(1 year, 9 months ago)
Lords ChamberI very much accept that. It might be that we want to discuss later in the Bill whether or not any of the issues that devolved Administrations have a view on, or have responsibility for, ought to be dealt with in a different way, because the devolved Administrations, as of today, are deeply concerned about the way that the Government are proceeding. So I very much agree with the noble Lord’s point.
My Lords, may I just respond to the noble Baroness, Lady Chapman? She said that we just need to know whether the Government want to retain the protections in terms of health, PPE and food labelling, or whether they want to change it or reform it and so on, and that that is all we need to know. It is unbelievable to me that we are having that sort of discussion in this House, rather than requiring it to be very clearly specified in the Bill in relation to these incredibly important issues, and indeed the thousands of other important issues, exactly what the Government’s policies are in terms of retaining, reforming—and, if so, what reform—and the rest of it.
This takes me back to the comments from much earlier made by my noble friend Lord Wilson, when he said that this is lazy government and an unacceptable failure to prepare the policy for this Bill before bringing it. It has already gone through the House of Commons like a flash without any proper discussion. As he would say, there is a reason that we have democracy and the UK Parliament; it is in order for the British people to be consulted, to understand and to be able to anticipate and know what their Government are doing and why. So we are having these debates—as I said earlier, I do not want to repeat myself—but it just takes me back to asking what on earth we are doing, rather than saying, “Government, O Government, please take this Bill back; do the homework, prepare your policies in relation to this Bill and then set out your policies in the Bill; and let us see whether Parliament will pass it.”
What an extraordinarily old-fashioned way of looking at how to run a country. The idea that the Government Minister would be required to stand here, in front of your Lordships, and explain what the Government intend to do—I have never heard of such a thing.
I think that the noble Lord, Lord Wilson, was absolutely right to say that this is lazy government. It is lazy, but the reason that the Minister is about to stand up and give some sort of platitudes or vague assurances is because the Government do not know what they want to do.

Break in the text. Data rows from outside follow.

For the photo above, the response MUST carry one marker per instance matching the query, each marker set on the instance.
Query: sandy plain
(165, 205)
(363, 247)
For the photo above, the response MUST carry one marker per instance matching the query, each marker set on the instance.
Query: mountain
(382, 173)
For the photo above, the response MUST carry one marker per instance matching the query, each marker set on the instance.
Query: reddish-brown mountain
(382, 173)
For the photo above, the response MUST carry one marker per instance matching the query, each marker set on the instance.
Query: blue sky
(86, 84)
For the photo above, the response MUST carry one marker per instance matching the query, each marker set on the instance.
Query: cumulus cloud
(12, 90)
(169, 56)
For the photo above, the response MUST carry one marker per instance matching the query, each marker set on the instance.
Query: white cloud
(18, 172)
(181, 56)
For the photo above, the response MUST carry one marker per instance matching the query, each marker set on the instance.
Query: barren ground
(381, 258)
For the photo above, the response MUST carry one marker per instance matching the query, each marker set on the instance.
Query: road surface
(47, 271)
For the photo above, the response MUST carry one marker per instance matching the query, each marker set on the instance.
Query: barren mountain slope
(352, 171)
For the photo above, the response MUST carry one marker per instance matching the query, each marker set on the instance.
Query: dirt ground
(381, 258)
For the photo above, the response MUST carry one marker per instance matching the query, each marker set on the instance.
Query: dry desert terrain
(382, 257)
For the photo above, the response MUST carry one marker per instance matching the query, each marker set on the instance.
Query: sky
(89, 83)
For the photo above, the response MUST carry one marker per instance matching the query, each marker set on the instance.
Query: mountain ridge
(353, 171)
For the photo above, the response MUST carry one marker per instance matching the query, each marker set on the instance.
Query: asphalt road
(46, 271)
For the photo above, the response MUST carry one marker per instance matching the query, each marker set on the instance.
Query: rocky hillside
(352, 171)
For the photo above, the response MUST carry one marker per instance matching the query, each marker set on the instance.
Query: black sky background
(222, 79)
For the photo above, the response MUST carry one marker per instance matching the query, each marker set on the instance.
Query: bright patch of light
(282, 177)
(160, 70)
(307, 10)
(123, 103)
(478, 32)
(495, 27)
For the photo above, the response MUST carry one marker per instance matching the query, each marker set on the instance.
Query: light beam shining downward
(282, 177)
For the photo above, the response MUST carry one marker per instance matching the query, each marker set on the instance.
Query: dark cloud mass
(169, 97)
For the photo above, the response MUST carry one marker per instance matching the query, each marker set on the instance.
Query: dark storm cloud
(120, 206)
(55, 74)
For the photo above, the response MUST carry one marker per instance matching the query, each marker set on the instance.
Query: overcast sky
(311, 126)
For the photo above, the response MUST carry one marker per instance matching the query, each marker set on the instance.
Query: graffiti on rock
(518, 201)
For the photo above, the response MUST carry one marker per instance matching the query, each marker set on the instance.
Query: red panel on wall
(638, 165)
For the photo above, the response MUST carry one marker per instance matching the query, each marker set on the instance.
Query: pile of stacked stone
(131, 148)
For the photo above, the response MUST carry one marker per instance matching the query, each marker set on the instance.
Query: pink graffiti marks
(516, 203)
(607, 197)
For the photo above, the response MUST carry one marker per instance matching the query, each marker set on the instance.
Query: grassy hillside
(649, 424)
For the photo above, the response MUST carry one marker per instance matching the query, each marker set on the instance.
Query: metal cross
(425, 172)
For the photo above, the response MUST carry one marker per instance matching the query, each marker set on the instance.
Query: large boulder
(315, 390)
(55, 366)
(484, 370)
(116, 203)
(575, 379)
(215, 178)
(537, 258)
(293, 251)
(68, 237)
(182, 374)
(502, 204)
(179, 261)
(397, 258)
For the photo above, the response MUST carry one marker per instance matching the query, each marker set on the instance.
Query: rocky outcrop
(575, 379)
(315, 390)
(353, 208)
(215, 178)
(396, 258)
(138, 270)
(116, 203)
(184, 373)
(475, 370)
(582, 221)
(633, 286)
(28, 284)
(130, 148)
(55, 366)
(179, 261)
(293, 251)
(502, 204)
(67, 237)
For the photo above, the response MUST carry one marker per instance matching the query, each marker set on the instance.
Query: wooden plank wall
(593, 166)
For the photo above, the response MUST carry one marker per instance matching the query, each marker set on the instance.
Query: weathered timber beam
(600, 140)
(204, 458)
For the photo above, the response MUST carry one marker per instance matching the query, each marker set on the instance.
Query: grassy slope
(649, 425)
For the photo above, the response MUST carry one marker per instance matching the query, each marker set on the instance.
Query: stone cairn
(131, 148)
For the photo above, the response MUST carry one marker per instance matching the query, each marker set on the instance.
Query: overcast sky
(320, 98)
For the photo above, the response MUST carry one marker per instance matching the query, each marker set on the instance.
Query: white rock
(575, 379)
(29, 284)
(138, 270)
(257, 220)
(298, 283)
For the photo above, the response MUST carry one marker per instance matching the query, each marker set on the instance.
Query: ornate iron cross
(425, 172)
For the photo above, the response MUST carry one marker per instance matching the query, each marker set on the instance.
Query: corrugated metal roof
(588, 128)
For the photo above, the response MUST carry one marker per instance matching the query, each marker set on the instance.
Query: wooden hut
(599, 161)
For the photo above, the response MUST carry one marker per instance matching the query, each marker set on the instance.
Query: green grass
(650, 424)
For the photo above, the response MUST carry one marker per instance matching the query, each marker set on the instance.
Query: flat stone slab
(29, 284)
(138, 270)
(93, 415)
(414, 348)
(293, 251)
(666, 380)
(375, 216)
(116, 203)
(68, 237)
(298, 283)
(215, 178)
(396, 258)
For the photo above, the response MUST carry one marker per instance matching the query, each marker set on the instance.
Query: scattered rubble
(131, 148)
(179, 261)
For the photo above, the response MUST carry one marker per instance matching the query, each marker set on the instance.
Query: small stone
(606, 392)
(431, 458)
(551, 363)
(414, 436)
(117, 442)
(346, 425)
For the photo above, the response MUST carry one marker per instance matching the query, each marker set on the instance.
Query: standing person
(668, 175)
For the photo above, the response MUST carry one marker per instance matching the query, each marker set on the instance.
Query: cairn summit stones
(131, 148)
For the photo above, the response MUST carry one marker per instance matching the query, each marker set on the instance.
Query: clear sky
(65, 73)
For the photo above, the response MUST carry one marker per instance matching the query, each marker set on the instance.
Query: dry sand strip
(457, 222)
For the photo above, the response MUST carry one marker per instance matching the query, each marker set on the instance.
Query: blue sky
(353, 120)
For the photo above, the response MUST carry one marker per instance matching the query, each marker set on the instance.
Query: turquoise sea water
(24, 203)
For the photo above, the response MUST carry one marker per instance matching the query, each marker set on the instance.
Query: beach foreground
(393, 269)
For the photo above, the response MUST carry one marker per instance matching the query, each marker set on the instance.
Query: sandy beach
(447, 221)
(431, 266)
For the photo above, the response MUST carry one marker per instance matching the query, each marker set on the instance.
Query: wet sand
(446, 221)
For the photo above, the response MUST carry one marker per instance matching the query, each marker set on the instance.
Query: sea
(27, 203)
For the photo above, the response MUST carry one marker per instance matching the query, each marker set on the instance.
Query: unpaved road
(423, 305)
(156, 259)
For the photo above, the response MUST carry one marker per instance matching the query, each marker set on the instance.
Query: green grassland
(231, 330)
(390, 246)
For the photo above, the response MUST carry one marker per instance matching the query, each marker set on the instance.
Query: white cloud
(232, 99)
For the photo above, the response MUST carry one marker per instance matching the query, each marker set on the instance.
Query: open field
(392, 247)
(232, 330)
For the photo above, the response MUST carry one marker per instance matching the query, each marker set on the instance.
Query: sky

We saw this with the Schools Bill and with the Northern Ireland Protocol Bill. I am sure we have seen it with many other Bills which I have not been quite so closely involved with, but this is a pattern—a pattern which I think the public have got ever so slightly wise to. I would sincerely advise the Minister, whom I hold in utmost respect, not to try to fob this Committee off with some kind of vague assurance. We do want specifics, and we do want to know what the Government are planning to do.